Mechanism for the oleate stimulation of gluconeogenesis from dihydroxyacetone by hepatocytes from fasted rats

Raymond S. Ochs, Robert A. Harris

Research output: Contribution to journalArticle

5 Scopus citations


Oleate stimulates glucose production and concomitantly decreases lactate and pyruvate production by rat hepatocyte suspensions incubated with dihydroxyacetone as substrate. The actions of oleate could be blocked by d-(+)dodecanoylcarnitine, which inhibits transport of the fatty acid into the mitochondria and the subsequent oxidation. β-Hydroxybutyrate, but not acetoacetate, also stimulated glucose synthesis and inhibited lactate and pyruvate production. Furthermore, both β-hydroxybutyrate and oleate stimulated oxygen consumption to the same extent. This suggests that oleate stimulates glucose production by the provision of energy subsequent to mitochondrial β-oxidation of the fatty acids. The content of ATP itself did not appear to be responsible for the effects of oleate.
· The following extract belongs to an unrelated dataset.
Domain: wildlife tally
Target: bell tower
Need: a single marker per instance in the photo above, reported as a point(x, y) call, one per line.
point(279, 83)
Crossover analysis of the gluconeogenic intermediates implicated a site of oleate action between fructose 1,6-bisphosphate and fructose 6-phosphate, suggesting phosphofructokinase and/or fructose-bisphosphatase as possible regulatory sites. Coupled with the finding that intracellular citrate accumulates upon addition of oleate or β-hydroxybutyrate, but not acetoacetate, the results suggest that citrate inhibition of phosphofructokinase accounts for the redirection of carbon flow from lactate and pyruvate formation and towards that of glucose.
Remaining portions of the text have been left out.